If the HTTP request was unsuccessful, R will not continue:

# Oops! A typo in the URL!
curl_download('https://cran.r-project.org/CRAN_mirrorZ.csv', 'mirrors.csv')
Error in curl_download("https://cran.r-project.org/CRAN_mirrorZ.csv", : HTTP error 404.
con <- curl('https://cran.r-project.org/CRAN_mirrorZ.csv')
open(con)
Error in open.connection(con): HTTP error 404.

Check manually

When using any of the curl_fetch_* functions it is important to realize that these do not raise an error if the request was completed but returned a non-200 status code.
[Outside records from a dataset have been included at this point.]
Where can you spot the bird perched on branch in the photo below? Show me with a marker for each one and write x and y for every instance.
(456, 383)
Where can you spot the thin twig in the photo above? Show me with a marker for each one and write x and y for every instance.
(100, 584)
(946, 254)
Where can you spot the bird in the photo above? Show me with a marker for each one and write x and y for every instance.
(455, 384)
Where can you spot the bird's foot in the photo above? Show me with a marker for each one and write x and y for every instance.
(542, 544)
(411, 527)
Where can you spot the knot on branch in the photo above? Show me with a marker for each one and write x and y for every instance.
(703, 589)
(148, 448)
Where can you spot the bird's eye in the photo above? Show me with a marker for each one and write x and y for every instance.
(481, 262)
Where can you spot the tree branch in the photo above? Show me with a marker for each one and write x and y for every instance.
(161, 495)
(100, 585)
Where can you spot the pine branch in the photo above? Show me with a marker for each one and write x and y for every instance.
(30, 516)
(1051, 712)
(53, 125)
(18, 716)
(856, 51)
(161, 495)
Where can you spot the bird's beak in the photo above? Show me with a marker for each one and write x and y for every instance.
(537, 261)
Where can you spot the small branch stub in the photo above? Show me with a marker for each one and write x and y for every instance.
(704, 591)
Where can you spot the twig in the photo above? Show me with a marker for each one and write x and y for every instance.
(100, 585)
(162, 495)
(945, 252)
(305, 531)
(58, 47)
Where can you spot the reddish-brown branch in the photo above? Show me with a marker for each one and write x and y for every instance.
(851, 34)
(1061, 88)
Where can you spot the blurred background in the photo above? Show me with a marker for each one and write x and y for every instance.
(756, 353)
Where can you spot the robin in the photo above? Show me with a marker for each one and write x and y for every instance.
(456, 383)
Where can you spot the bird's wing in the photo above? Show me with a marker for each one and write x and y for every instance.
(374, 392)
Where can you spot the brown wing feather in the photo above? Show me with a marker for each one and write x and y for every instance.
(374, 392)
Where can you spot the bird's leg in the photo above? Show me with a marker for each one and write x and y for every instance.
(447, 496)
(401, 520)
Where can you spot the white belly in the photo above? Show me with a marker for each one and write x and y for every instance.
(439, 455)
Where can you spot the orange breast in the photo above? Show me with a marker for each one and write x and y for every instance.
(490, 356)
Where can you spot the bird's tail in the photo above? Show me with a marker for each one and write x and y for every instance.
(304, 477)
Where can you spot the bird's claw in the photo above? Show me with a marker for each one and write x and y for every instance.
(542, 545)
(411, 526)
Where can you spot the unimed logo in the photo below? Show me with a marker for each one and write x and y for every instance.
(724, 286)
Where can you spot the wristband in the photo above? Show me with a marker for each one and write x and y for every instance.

When using curl_fetch_memory or curl_fetch_disk you need to implement such application logic yourself and check if the response was successful.

req <- curl_fetch_memory('https://cran.r-project.org/CRAN_mirrors.csv')
print(req$status_code)
[1] 200

Same for downloading to disk. If you do not check your status, you might have downloaded an error page!

# Oops a typo!
req <- curl_fetch_disk('https://cran.r-project.org/CRAN_mirrorZ.csv', 'mirrors.csv')
print(req$status_code)
[1] 404
# This is not the CSV file we were expecting!
head(readLines('mirrors.csv'))
[1] "<?xml version=\"1.0\" encoding=\"UTF-8\"?>"                               
[2] "<!DOCTYPE html PUBLIC \"-//W3C//DTD XHTML 1.0 Strict//EN\""               
[3] "  \"http://www.w3.org/TR/xhtml1/DTD/xhtml1-strict.dtd\">"                 
[4] "<html xmlns=\"http://www.w3.org/1999/xhtml\" lang=\"en\" xml:lang=\"en\">"
[5] "<head>"                                                                   
[6] "<title>Object not found!</title>"                                         
unlink('mirrors.csv')

If you do want the curl_fetch_* functions to automatically raise an error, you should set the FAILONERROR option to TRUE in the handle of the request.

h <- new_handle(failonerror = TRUE)
curl_fetch_memory('https://cran.r-project.org/CRAN_mirrorZ.csv', handle = h)
Error in curl_fetch_memory("https://cran.r-project.org/CRAN_mirrorZ.csv", : The requested URL returned error: 404 Not Found

Customizing requests

By default libcurl uses HTTP GET to issue a request to an HTTP url. To send a customized request, we first need to create and configure a curl handle object that is passed to the specific download interface.

Configuring a handle

Creating a new handle is done using new_handle. After creating a handle object, we can set the libcurl options and http request headers.

h <- new_handle()
handle_setopt(h, copypostfields = "moo=moomooo");
handle_setheaders(h,
  "Content-Type" = "text/moo",
  "Cache-Control" = "no-cache",
  "User-Agent" = "A cow"
)

Use the curl_options() function to get a list of the options supported by your version of libcurl. The libcurl documentation explains what each option does. Option names are not case sensitive.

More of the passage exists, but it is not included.